Dayana Itzel Domínguez Téllez, de 35 años, y Keila Rebeca Domínguez Téllez, de 32, son hermanas, deportistas y mujeres que han transformado los pronósticos médicos en historias de éxito. Ambas viven con discapacidad intelectual y desde 2010 practican tenis, disciplina en la que han representado a Morelos y a México en competencias de Olimpiadas Especiales dentro y fuera del país.
Su madre, Adriana Téllez, recordó que cuando nacieron los médicos le advirtieron que difícilmente podrían caminar, hablar o valerse por sí mismas. “Nos dijeron que no podrían hacer nada”, comentaron ellas. Hoy, viajan solas, compiten, estudian y se preparan para próximos torneos en Chiapas y, de ser seleccionadas, en Chile.
Las hermanas aseguran que no ha sido fácil. Han enfrentado discriminación no solo por su discapacidad, sino también por ser mujeres. “Nos decían que no podíamos, que no sabíamos nada”, relataron. Sin embargo, el deporte se convirtió en una herramienta de independencia y autoestima.
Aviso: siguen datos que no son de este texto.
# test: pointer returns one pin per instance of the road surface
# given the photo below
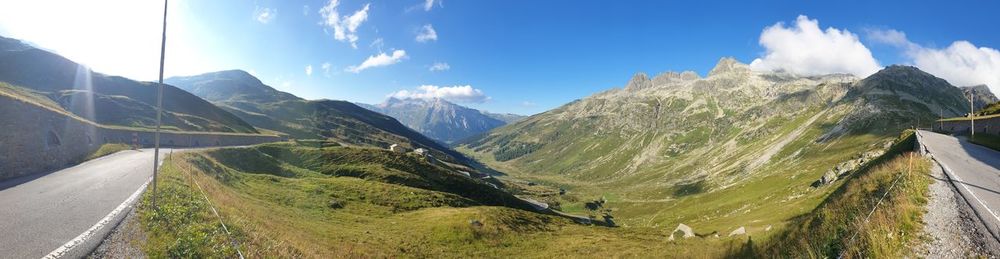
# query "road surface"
(42, 213)
(973, 169)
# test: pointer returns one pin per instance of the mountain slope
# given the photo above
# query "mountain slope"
(981, 95)
(736, 148)
(108, 100)
(267, 108)
(438, 119)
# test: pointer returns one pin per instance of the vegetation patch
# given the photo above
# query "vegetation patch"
(845, 224)
(987, 140)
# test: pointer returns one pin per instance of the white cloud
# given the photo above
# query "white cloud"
(377, 44)
(326, 69)
(891, 37)
(962, 63)
(344, 28)
(427, 33)
(440, 66)
(429, 4)
(804, 49)
(378, 61)
(265, 15)
(463, 94)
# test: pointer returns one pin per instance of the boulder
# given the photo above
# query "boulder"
(738, 231)
(685, 229)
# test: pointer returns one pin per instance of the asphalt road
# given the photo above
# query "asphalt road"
(973, 169)
(41, 213)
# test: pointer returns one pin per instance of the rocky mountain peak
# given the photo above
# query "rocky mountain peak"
(727, 65)
(981, 95)
(667, 77)
(639, 81)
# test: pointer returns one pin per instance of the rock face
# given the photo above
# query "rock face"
(439, 119)
(638, 82)
(844, 168)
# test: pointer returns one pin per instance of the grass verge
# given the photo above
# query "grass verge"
(841, 226)
(986, 140)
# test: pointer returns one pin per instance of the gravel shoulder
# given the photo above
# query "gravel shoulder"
(125, 241)
(952, 229)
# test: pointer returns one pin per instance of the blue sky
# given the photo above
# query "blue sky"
(504, 56)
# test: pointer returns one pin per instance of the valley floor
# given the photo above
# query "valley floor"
(306, 214)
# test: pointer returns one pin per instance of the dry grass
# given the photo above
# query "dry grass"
(839, 225)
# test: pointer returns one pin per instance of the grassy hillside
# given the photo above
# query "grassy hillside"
(286, 200)
(841, 225)
(104, 99)
(735, 149)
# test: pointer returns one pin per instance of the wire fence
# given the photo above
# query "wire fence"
(232, 240)
(850, 242)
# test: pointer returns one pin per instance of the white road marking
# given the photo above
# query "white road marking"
(966, 187)
(65, 248)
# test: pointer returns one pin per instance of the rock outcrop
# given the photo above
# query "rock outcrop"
(685, 230)
(638, 82)
(739, 231)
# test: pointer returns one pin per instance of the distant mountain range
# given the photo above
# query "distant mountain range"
(104, 99)
(271, 110)
(721, 147)
(441, 120)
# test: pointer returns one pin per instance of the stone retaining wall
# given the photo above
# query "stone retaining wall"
(990, 125)
(34, 139)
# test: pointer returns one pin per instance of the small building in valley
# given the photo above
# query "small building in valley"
(397, 148)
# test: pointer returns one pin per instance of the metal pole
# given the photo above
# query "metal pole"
(972, 117)
(159, 103)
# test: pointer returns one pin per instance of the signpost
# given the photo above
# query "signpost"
(972, 117)
(159, 103)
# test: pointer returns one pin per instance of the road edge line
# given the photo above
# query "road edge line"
(952, 179)
(75, 242)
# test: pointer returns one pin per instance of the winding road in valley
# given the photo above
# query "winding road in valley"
(973, 169)
(68, 212)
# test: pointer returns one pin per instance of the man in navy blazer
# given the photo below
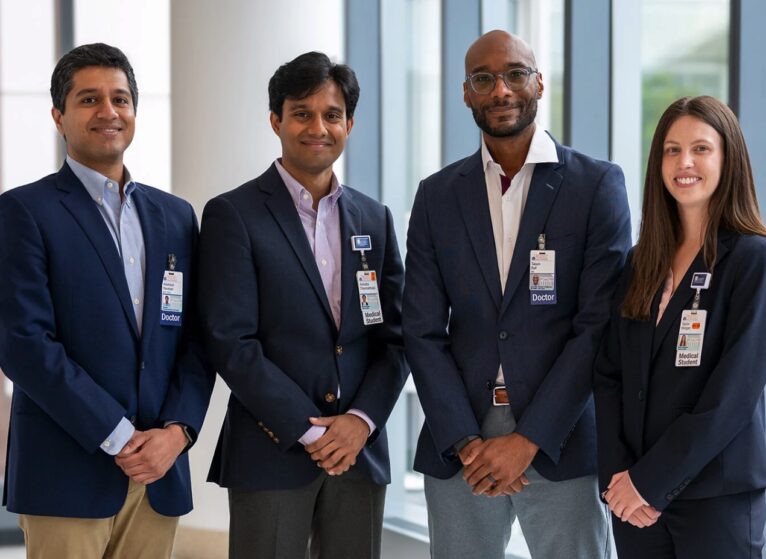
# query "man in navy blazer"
(109, 390)
(511, 257)
(300, 291)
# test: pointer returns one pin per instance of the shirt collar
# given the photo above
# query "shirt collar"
(297, 190)
(542, 149)
(97, 184)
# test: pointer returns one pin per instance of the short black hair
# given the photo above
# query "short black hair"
(95, 54)
(304, 75)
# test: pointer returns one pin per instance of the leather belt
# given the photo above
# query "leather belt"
(500, 396)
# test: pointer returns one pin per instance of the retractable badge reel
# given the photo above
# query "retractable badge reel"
(171, 307)
(367, 282)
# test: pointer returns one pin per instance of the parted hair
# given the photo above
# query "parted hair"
(94, 54)
(304, 75)
(733, 206)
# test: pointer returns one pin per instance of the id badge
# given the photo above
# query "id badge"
(690, 338)
(171, 308)
(369, 299)
(542, 277)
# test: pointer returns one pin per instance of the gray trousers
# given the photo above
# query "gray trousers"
(334, 517)
(560, 520)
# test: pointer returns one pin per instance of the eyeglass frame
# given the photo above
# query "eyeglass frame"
(530, 71)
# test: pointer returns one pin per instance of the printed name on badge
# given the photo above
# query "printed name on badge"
(171, 307)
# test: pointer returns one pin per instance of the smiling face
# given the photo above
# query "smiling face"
(99, 119)
(313, 131)
(502, 112)
(692, 160)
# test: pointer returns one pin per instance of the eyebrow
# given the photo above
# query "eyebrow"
(509, 66)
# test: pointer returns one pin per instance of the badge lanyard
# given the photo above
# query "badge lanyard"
(171, 306)
(691, 333)
(542, 274)
(366, 281)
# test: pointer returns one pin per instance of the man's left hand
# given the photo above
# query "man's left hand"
(499, 462)
(337, 449)
(147, 458)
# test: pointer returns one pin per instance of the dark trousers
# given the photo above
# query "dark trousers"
(726, 527)
(334, 517)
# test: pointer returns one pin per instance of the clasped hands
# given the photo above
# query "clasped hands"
(627, 504)
(148, 455)
(496, 466)
(336, 450)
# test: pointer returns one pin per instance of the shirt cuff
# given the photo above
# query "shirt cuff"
(367, 420)
(312, 435)
(119, 437)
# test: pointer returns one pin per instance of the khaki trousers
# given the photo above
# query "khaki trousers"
(135, 532)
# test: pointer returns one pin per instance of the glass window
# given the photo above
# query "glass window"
(684, 51)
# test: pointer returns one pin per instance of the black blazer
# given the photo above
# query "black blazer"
(689, 432)
(273, 339)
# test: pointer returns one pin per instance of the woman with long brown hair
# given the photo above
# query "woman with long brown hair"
(679, 383)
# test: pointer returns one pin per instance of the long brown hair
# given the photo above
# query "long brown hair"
(733, 205)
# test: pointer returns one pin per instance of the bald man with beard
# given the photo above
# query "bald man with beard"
(511, 258)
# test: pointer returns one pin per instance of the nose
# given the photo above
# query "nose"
(106, 110)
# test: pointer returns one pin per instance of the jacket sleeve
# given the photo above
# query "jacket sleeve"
(563, 395)
(228, 301)
(31, 354)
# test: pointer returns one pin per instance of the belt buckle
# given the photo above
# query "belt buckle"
(494, 396)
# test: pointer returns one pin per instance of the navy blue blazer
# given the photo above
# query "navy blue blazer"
(689, 432)
(459, 326)
(273, 339)
(70, 343)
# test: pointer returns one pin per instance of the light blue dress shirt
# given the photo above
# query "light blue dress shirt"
(122, 220)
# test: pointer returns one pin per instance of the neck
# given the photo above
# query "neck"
(318, 184)
(693, 223)
(510, 152)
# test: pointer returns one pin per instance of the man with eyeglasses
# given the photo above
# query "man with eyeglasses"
(512, 254)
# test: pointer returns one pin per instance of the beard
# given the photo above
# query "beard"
(506, 129)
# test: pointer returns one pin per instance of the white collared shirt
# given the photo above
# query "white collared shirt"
(505, 210)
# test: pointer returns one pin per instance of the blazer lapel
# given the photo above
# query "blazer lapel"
(543, 189)
(281, 206)
(153, 227)
(350, 224)
(474, 205)
(684, 294)
(82, 207)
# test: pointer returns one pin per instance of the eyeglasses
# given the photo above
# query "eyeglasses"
(514, 79)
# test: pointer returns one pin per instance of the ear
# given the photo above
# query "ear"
(275, 122)
(540, 86)
(56, 114)
(466, 100)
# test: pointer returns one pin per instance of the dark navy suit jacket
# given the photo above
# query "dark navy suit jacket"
(273, 339)
(70, 343)
(459, 326)
(689, 432)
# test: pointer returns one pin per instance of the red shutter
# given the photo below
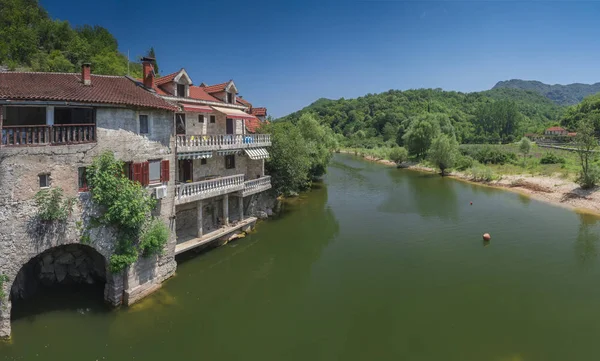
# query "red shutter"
(145, 173)
(137, 173)
(164, 171)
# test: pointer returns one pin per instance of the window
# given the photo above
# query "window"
(230, 161)
(181, 90)
(73, 115)
(82, 179)
(25, 116)
(154, 171)
(44, 180)
(144, 126)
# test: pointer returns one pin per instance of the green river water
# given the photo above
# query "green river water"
(376, 263)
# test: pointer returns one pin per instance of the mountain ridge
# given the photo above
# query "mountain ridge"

Además de entrenar, continúan con su formación académica mediante clases particulares y participan en cursos de capacitación que ofrecen en Olimpiadas Especiales, donde también apoyan a otros compañeros.
En el marco del Día Internacional de la Mujer, enviaron un mensaje claro: no limitarse. “Que prueben de todo, que hagan lo que les guste y no les importe lo que diga la gente. El éxito se construye paso a paso”, expresó Dayana. Keila añadió: “Somos humanos, habrá dificultades, pero eso no impide salir adelante”.
Hoy, son ejemplo de constancia, valentía y superación para Morelos.